Alimony debt is not typically secured by any real property like a home, land, business or a car. Now Mary's previously promising future is in doubt, her car and existing home loan may also be in default if she can't come up with the payments which will ruin her credit for years to come.
Once again, to protect both parties had the decree included a provision for life insurance, and verified its existence, Mary would be protected in the event Joe does not live long enough to satisfy the debt to her. Plus as a benefit to Joe, his heirs would be protected from any potential estate shrinkage from this large cash claim if they had leveraged pennies on the dollar with life insurance.
Including provisions for securing and maintaining long term Disability income coverage would be another way to safeguard the financial futures of all parties involved when child support and alimony are ordered. Did you know many disability companies will allow assignment of a specific amount of the policy benefits by the simple filling out of a form or two?

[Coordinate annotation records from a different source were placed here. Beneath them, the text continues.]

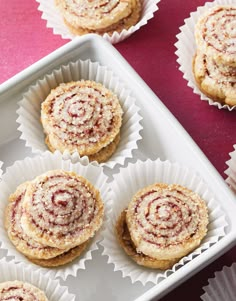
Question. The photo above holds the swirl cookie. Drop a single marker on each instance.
(216, 81)
(99, 16)
(215, 34)
(61, 209)
(62, 259)
(82, 116)
(166, 221)
(24, 243)
(125, 241)
(18, 290)
(52, 218)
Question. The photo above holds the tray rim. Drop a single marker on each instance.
(20, 81)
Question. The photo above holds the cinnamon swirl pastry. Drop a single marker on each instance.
(166, 221)
(125, 241)
(18, 290)
(99, 16)
(61, 209)
(62, 259)
(52, 219)
(82, 116)
(215, 34)
(24, 243)
(215, 80)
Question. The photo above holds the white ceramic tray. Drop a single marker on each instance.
(163, 137)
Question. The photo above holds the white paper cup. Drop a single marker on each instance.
(231, 171)
(136, 176)
(186, 49)
(52, 288)
(30, 107)
(52, 15)
(222, 286)
(28, 169)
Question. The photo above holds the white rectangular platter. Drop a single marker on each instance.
(162, 137)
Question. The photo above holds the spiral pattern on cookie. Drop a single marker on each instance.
(97, 14)
(82, 116)
(215, 80)
(61, 209)
(216, 34)
(166, 221)
(18, 290)
(24, 243)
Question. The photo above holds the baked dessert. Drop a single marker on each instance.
(23, 242)
(124, 239)
(52, 218)
(164, 223)
(214, 64)
(19, 290)
(99, 16)
(215, 34)
(82, 116)
(216, 81)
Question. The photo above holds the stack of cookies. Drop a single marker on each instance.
(162, 224)
(214, 65)
(19, 290)
(52, 218)
(82, 116)
(99, 16)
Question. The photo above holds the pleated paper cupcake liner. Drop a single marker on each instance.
(52, 15)
(231, 171)
(28, 169)
(126, 184)
(30, 107)
(222, 286)
(186, 49)
(52, 288)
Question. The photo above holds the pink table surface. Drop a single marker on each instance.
(24, 39)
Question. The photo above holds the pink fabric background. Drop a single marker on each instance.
(24, 39)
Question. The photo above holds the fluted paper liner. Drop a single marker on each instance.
(52, 288)
(30, 107)
(222, 286)
(186, 49)
(28, 169)
(126, 184)
(52, 15)
(231, 170)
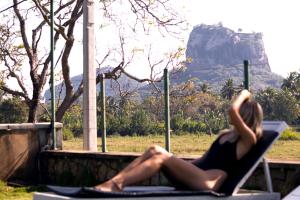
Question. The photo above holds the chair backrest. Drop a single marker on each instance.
(250, 161)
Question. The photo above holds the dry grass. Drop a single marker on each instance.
(186, 145)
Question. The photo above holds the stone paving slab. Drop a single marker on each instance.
(294, 195)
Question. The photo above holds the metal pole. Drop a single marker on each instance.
(103, 113)
(89, 79)
(267, 175)
(52, 76)
(167, 110)
(246, 74)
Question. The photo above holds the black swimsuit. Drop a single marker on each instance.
(220, 156)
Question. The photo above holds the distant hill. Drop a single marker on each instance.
(217, 54)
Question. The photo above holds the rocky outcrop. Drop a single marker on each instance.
(217, 53)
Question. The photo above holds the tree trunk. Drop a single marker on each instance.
(32, 111)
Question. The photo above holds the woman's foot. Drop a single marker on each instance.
(109, 186)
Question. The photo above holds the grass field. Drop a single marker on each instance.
(183, 145)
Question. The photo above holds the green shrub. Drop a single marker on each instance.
(67, 134)
(288, 134)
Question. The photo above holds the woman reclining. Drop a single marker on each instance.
(209, 171)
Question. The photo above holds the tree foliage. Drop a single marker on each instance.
(13, 110)
(279, 105)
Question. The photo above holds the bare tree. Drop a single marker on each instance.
(19, 44)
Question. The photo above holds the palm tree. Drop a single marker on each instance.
(228, 89)
(205, 88)
(292, 84)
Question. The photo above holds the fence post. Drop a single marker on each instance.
(103, 113)
(167, 110)
(246, 74)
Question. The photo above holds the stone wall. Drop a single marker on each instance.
(85, 168)
(20, 145)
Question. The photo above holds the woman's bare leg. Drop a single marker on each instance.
(152, 150)
(183, 171)
(111, 185)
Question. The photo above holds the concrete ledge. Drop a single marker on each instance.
(245, 196)
(26, 126)
(83, 168)
(20, 145)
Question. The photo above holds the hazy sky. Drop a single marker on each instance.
(278, 20)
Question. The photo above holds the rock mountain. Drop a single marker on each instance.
(216, 53)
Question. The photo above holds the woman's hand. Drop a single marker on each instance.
(244, 95)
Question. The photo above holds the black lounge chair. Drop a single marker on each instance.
(228, 191)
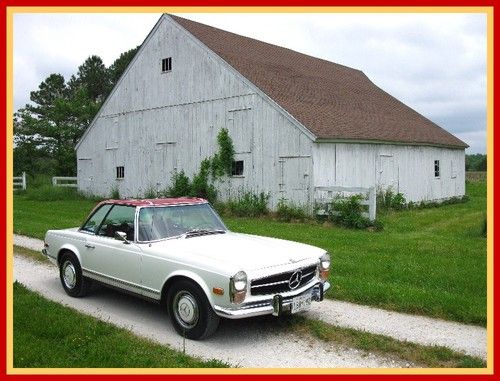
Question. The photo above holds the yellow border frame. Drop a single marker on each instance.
(9, 123)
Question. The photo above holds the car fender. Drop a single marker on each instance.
(72, 248)
(195, 278)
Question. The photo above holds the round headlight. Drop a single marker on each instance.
(324, 261)
(240, 281)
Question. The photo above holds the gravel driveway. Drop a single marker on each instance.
(471, 340)
(248, 343)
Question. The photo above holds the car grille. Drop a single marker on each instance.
(279, 283)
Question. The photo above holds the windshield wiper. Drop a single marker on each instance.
(198, 232)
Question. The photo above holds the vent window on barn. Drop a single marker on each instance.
(166, 65)
(437, 172)
(237, 168)
(120, 172)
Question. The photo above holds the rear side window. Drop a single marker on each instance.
(121, 218)
(95, 219)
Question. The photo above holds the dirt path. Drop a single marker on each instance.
(471, 340)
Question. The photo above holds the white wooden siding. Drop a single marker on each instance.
(155, 123)
(405, 169)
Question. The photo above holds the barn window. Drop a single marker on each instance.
(166, 64)
(120, 172)
(237, 168)
(437, 172)
(453, 170)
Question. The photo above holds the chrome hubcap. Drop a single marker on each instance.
(186, 309)
(69, 274)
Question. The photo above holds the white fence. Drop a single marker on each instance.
(61, 181)
(20, 182)
(323, 197)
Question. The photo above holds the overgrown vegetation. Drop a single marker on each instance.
(181, 185)
(428, 261)
(476, 162)
(211, 169)
(348, 212)
(389, 200)
(74, 340)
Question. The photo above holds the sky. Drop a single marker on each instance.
(434, 63)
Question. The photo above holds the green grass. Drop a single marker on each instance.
(429, 261)
(418, 355)
(49, 335)
(426, 261)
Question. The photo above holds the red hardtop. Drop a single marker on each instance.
(156, 201)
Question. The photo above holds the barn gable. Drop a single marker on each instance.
(294, 131)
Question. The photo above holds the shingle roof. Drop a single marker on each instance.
(330, 100)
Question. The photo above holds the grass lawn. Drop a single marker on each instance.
(49, 335)
(429, 261)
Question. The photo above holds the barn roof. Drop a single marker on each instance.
(331, 100)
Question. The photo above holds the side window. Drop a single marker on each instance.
(121, 218)
(95, 219)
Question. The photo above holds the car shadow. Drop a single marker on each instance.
(229, 329)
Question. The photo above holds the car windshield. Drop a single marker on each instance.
(157, 223)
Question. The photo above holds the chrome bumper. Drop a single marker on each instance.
(275, 305)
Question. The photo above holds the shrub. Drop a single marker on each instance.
(398, 202)
(248, 205)
(389, 200)
(115, 193)
(288, 212)
(181, 185)
(200, 186)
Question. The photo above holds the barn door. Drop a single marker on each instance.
(388, 173)
(294, 179)
(85, 175)
(164, 165)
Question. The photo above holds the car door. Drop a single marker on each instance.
(111, 260)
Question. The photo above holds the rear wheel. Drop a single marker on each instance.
(70, 273)
(190, 312)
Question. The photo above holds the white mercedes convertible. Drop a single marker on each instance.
(177, 251)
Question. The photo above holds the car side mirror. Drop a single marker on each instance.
(121, 236)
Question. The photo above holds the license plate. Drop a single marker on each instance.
(301, 303)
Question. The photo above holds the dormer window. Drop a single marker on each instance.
(166, 65)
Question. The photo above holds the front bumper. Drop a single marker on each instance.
(276, 305)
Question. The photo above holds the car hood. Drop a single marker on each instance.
(241, 251)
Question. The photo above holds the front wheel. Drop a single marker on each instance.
(70, 272)
(190, 312)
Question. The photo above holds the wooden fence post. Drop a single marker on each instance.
(372, 198)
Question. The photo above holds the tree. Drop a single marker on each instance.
(50, 127)
(93, 77)
(118, 67)
(47, 130)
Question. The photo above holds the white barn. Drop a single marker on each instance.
(297, 123)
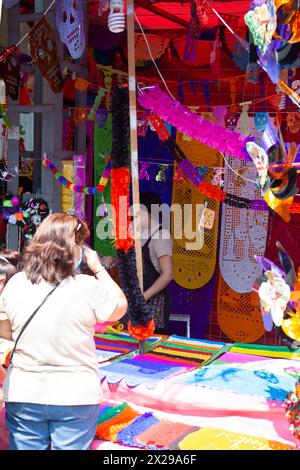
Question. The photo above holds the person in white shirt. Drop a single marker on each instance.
(157, 261)
(52, 388)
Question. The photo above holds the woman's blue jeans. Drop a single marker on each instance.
(36, 427)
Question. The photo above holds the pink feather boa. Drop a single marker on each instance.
(210, 134)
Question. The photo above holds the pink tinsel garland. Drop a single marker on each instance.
(210, 134)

Most people don't.
I find it appalling that the courts allow without any proactive effort millions of divorcees of any sex, age or race and minor children to finance their futures with nothing more than words on a page called a "decree". Why is there no provision for "Plan B= life and/or disability insurance" should "Plan A= Earnings" fail to satisfy these large debts to individuals and society if death or disability occur before the debt is satisfied?
Compare the generous divorce "decree" terms against any other typical "loan" package consisting of hundreds of thousands of dollars of financial liabilities. A bank or investor would require substantial collateral to loan these levels of proceeds to any person. They charge interest according
to the risk, secure ample collateral and review the credit history of the person seeking the loan before advancing any proceeds. For a car or home lenders require insurance to replace them in the event of loss, protecting the lender and the borrowers from a catastrophic loss. Both parties to the lending transaction accept this as normal procedure.

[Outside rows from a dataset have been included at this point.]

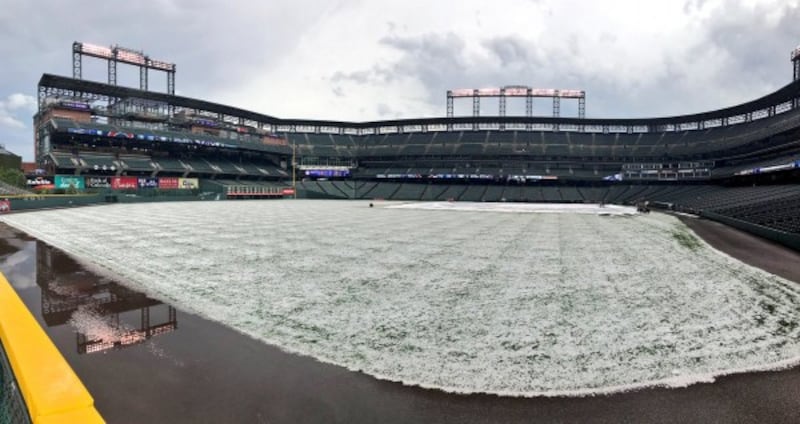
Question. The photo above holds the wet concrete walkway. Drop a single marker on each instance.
(144, 362)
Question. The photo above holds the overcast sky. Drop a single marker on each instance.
(364, 60)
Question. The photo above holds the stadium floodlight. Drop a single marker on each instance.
(461, 92)
(489, 92)
(117, 54)
(516, 91)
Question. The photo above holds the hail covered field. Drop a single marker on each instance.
(479, 299)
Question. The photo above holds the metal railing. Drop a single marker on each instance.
(12, 406)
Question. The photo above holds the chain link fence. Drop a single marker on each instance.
(12, 406)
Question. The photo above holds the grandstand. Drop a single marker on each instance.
(740, 162)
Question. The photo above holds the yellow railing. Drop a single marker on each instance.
(52, 391)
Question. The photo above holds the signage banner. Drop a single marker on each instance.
(148, 182)
(124, 183)
(39, 181)
(188, 183)
(67, 181)
(168, 182)
(98, 182)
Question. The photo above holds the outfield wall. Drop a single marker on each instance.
(786, 239)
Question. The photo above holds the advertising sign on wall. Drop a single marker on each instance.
(148, 182)
(34, 182)
(168, 182)
(188, 183)
(98, 182)
(67, 181)
(124, 183)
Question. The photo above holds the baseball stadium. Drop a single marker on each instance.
(178, 260)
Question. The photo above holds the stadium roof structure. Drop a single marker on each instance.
(785, 98)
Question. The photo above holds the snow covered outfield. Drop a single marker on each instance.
(474, 301)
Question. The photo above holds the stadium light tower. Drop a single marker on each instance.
(116, 54)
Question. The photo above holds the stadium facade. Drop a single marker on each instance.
(105, 136)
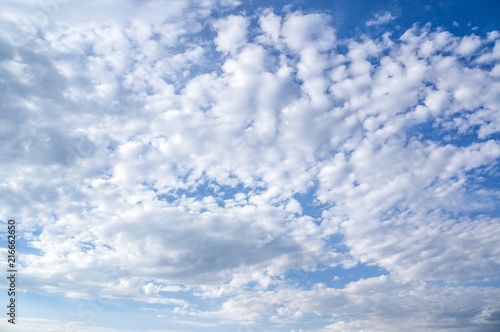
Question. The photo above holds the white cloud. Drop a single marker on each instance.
(381, 19)
(148, 169)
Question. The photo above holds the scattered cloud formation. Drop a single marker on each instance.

The outrageous fact that a child support or alimony recipient is expected to hold out over a period of years for their financial award at 0% interest, often to be paid in monthly installments without any real assurance the debt will eventually be paid is simply irresponsible business practices. Why does this continue when an affordable, easily accessible, viable solution exists in almost every situation, in every state, known as "insurance"?
A licensed insurance professional should be added to every the divorce representation team to help determine the amounts of coverage needed on both parties, sort out the proper handling of ownership of existing coverage, assist in determining the most advantageous ownership arrangement, help to determine the best beneficiary designation on each policy, the selection of coverage and pricing.
I challenge all court officials who are suppose to be protecting client's interests, not jeopardizing them, to stand up and begin insisting on changes within the status quo. What is stopping you from beginning to include life insurance and disability coverage on both parties as a part of any "decree"?
The non-working status quo leaves too much to unfunded chance for little guys like Sam.